Rather than chasing general-purpose intelligence, Siemens is focusing on developing fewer, more tightly defined use cases. The rationale behind flexible robots, according to Mos, is that narrowing the scope will allow developers to train systems more effectively and more reliably with a goal to achieve full autonomy. Even so, the path forward remains labor-intensive, he said.

Developing Factory-Grade Humanoid Models

Manufacturing and logistics companies are increasingly eyeing bipedal systems as the next step in automation. At Hannover Messe 2026, at least 15 exhibitors showed robots built for deployment on actual production lines. These robots were designed to slot into existing workflows and take on more complex tasks.

For Mos, the question is not whether humanoids belong in industry, but whether they truly outperform conventional automation. The preference, he said, comes down to an “equation between value and cost.” Because the world was built for humans—chairs, tables, transportation and factories—a machine that can move through the same spaces and behave in similar ways would be immensely valuable.

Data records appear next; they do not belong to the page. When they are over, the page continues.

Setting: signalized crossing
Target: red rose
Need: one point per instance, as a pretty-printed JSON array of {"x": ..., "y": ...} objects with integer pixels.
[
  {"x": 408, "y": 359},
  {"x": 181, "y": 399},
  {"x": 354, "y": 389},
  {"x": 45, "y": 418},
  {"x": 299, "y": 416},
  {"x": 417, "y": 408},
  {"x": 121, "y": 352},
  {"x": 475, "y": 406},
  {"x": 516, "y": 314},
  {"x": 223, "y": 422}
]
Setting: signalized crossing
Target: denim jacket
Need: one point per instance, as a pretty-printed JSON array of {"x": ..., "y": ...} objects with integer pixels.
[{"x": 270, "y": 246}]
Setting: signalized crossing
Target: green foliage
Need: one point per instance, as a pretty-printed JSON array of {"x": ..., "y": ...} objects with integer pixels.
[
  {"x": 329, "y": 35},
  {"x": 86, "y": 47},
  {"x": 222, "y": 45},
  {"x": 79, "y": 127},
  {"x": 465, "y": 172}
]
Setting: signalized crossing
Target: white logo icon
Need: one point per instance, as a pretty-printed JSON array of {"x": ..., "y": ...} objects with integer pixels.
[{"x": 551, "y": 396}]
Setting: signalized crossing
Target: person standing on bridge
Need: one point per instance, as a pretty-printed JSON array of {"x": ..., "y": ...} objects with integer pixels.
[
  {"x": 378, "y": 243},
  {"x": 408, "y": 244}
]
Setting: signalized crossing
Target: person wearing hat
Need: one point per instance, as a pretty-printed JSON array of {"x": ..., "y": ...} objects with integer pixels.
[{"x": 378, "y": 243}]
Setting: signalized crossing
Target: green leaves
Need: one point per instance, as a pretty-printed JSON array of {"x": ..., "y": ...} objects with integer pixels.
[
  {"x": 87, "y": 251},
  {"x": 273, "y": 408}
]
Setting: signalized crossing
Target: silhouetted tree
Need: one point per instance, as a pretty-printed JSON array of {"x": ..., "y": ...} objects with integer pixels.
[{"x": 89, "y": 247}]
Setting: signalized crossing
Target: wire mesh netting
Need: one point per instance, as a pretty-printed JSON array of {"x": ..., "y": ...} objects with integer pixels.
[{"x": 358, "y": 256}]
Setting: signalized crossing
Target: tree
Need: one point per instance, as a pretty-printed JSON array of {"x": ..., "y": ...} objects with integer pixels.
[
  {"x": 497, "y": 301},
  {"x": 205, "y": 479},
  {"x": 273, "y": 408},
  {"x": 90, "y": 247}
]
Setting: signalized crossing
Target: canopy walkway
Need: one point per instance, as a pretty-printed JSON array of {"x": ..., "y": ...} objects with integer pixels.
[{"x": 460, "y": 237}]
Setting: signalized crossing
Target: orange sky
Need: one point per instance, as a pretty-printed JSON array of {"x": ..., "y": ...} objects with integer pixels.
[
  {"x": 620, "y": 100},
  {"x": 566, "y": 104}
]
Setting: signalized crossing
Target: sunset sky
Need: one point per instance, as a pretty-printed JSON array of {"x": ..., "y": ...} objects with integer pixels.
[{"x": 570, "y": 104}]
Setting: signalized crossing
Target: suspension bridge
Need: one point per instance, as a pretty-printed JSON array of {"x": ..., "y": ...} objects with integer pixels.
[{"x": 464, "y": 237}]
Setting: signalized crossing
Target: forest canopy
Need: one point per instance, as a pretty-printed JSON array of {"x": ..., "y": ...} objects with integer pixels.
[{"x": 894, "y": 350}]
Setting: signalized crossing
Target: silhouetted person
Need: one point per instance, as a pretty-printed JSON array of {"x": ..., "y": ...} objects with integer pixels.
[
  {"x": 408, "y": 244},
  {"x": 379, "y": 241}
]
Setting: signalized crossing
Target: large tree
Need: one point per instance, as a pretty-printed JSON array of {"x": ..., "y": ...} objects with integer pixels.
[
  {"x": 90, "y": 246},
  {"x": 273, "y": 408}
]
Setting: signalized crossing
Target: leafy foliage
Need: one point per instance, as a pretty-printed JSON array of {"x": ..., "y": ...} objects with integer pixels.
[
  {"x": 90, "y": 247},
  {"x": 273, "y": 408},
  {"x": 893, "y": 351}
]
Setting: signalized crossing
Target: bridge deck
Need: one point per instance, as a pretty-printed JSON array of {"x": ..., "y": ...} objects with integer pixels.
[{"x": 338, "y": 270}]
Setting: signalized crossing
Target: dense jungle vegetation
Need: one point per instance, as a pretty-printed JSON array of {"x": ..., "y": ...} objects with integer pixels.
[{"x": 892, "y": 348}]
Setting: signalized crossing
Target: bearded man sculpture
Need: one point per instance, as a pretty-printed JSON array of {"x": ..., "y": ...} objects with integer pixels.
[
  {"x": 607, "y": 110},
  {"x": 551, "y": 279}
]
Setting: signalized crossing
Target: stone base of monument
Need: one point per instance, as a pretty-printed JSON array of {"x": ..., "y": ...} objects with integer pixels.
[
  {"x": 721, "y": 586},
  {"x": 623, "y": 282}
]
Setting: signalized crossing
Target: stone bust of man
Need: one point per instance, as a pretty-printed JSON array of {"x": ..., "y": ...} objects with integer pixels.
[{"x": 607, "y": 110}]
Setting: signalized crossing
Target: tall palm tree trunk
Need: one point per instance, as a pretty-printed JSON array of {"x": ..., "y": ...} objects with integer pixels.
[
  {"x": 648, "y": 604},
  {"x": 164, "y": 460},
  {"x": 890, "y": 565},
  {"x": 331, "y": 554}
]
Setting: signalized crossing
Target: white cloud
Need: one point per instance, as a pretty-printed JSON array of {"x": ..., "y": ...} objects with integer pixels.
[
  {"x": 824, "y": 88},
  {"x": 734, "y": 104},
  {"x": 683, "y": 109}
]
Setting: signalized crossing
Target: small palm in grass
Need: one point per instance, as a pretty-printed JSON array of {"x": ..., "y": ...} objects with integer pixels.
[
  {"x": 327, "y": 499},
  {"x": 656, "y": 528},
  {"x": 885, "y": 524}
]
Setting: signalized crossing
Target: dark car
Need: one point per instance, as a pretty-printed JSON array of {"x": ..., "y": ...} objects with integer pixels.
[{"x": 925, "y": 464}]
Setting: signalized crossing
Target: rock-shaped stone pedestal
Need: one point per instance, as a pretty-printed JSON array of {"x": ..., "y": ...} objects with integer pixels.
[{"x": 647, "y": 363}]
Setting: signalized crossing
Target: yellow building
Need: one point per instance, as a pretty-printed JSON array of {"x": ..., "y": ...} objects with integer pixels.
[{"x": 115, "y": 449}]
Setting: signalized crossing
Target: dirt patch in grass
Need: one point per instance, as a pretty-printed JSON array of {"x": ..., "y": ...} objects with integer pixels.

READ MORE: Integrated Actuation is Key to Affordable Humanoids—Schaeffler's Hermes Award Win Shows Why

Yet the path there is likely incremental. Mos argues that until that milestone can be achieved at a reasonable cost, there may be more value in machines with wheels. In the near term, simpler platforms may offer greater utility; they are easier to move, can carry larger batteries and avoid many of the stability challenges that come with legs and feet, he said.

Neither is Siemens is not in the business of developing hardware for robotics. Rather than producing physical hardware, Siemens is addressing such challenges through its software-centric approach, targeting the intelligence and orchestration layer of robotics. The goal is to improve decision-making and system integration. 

As part of a press tour, Machine Design visited the Siemens electronics factory in Erlangen, Germany to observe this strategy in action. There, Siemens, in collaboration with Humanoid, a UK-based AI and robotics company, are developing the Humanoid’s HMND 01 wheeled Alpha robot for executing autonomous logistics tasks without adding more hardware.

The collaboration relies on foundational AI models built on NVIDIA’s AI stack. So, instead of designing a new gripper for handling fabric, Siemens is developing AI that allows an existing robot to understand how to grasp, adjust force and coordinate with machines in a production line.   

In this setting, Siemens Xcelerator provides the digital twin, simulation environment and orchestrates data flows that tie together the design, simulation, industrial control and analytics of the humanoid robot, allowing it to be monitored and updated in real time.